Any guidance would be very much appreciated here, thanks.
I think you might be overthinking this. pd.concat
is the correct tool but one of the reasons for that is you don't need to iterate through your dict.
#set up fake data
data = {'September': pd.DataFrame({'ReportingDate': ['9/30/2023', '9/30/2023', '9/30/2023'],
'Category': ['A', 'B', 'C'],
'Volume': [1, 2, 3]}),
'October': pd.DataFrame({'ReportingDate': ['10/31/2023', '10/31/2023', '10/31/2023'],
'Category': ['A', 'B', 'C'],
'Volume': [1, 2, 3]})
}
df = pd.concat(data.values(), ignore_index = True)
print(df)
and that gives
ReportingDate Category Volume
0 9/30/2023 A 1
1 9/30/2023 B 2
2 9/30/2023 C 3
3 10/31/2023 A 1
4 10/31/2023 B 2
5 10/31/2023 C 3
If you give pd.concat
a list of dataframes and axis = 0
(which I omitted just because it's the default), it will connect them end-to-end, aligning the columns according to their label. data.values()
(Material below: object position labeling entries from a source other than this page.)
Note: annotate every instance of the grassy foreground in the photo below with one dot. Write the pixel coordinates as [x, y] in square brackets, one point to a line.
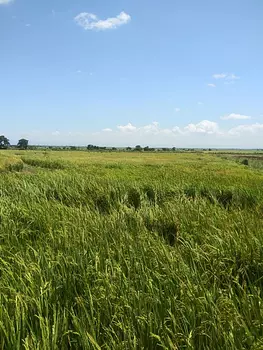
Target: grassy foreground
[130, 251]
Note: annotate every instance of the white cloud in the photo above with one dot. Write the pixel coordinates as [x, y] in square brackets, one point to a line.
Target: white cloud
[241, 129]
[220, 76]
[234, 116]
[55, 133]
[127, 128]
[232, 77]
[205, 133]
[89, 21]
[228, 77]
[4, 2]
[204, 127]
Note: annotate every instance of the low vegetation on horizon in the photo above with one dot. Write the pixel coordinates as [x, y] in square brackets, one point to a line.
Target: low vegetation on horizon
[131, 250]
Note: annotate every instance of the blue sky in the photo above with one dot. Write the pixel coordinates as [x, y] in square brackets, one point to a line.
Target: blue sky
[163, 73]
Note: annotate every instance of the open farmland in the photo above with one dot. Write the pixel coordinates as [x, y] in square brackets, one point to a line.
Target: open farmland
[129, 250]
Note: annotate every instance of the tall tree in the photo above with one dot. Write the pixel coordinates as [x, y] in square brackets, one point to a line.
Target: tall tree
[22, 144]
[4, 142]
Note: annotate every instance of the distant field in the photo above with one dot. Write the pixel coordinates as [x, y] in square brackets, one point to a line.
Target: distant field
[127, 250]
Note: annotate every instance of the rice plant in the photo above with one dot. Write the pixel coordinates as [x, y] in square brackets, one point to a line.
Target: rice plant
[130, 251]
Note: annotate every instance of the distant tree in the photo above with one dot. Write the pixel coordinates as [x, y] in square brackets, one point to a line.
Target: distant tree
[22, 144]
[4, 142]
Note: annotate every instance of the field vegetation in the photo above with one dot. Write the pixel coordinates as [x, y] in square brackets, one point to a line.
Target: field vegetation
[127, 250]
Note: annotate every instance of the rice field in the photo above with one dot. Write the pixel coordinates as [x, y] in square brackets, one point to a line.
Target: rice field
[129, 250]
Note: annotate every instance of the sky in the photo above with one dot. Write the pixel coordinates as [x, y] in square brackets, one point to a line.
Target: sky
[168, 73]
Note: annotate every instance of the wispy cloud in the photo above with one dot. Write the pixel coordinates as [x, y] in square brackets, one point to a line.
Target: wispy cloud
[127, 128]
[229, 78]
[5, 2]
[241, 129]
[220, 76]
[205, 133]
[89, 21]
[234, 116]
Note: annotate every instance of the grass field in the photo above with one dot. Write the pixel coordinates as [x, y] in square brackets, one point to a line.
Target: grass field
[130, 251]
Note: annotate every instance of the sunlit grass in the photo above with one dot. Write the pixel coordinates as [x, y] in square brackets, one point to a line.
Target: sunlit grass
[130, 251]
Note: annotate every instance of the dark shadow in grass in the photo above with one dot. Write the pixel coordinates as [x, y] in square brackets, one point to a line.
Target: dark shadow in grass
[165, 227]
[134, 198]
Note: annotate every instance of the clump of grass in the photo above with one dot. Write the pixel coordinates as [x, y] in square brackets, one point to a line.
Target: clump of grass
[134, 198]
[245, 162]
[44, 163]
[163, 253]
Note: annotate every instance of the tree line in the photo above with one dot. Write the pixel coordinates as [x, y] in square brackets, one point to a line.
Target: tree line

is not technically a list (it's a dict_values
object) but it's close enough to behave like one in this context.
Edit: to give some further context to why you're seeing the results are with your first attempt. In your iteration you are rewriting the variable out
each time, so your end result is only what you overwrote it with in the last iteration. In your first line where you define header
, you are extracting the first row of your first dataframe, but pandas knows that your column labels aren't rows. So the reason your end result looks like it doesn't have column labels is that your column labels are the values from the first row of your first dataframe.